Motoqueiro de rios

Rios do Brasil permitem viajar do Paraná até Minas Gerais de moto aquática, diz chefe do estaleiro Azimut

Beth Matias Colaboração para o UOL, em São Paulo Divulgação/Arte UOL
Mauro Volpara

Davide Breviglieri, CEO da Azimut Yachts Brasil, uma das maiores empresas de iates do mundo, com sede na Itália e um estaleiro em Itajaí (SC), fala em entrevista exclusiva na série UOL Líderes que a navegação dos rios brasileiros permite realizar passeios interessantes sobre a água. É possível fazer trajetos longos de moto aquática, indo do Paraná até Minas Gerais.

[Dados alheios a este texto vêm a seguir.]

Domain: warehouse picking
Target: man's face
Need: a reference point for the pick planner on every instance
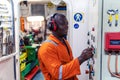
(62, 27)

Mas Breviglieri diz que falta infraestrutura náutica em pontos de apoio e marinas no país para essas viagens serem mais confortáveis. Cita como exemplo detalhes como a diferença entre as tomadas para conexão de energia em cada marina. Para o CEO italiano, que vende embarcações entre R$ 8 milhões e R$ 50 milhões e ainda não tem seu próprio barco, os brasileiros endinheirados querem sempre novidades e chegam a trocar de modelo três vezes em cinco anos.

Ouça a íntegra da entrevista com Davide Breviglieri, CEO da Azimut Yachts Brasil, no podcast UOL Líderes. Também pode assistir à entrevista em vídeo com o executivo no canal do UOL no YouTube. Continue nesta página para ler o texto dos destaques da conversa.

Viajando de moto aquática pelos rios do Brasil

UOL - O que mudou no mercado náutico na última década?

Davide Beviglieri - O mercado brasileiro é relativamente jovem, e o mundo náutico entrou há poucos anos no nosso universo. Os mercados mais maduros foram extremamente importantes para o cliente brasileiro adquirir conhecimento e aprimorar a própria visão do setor náutico.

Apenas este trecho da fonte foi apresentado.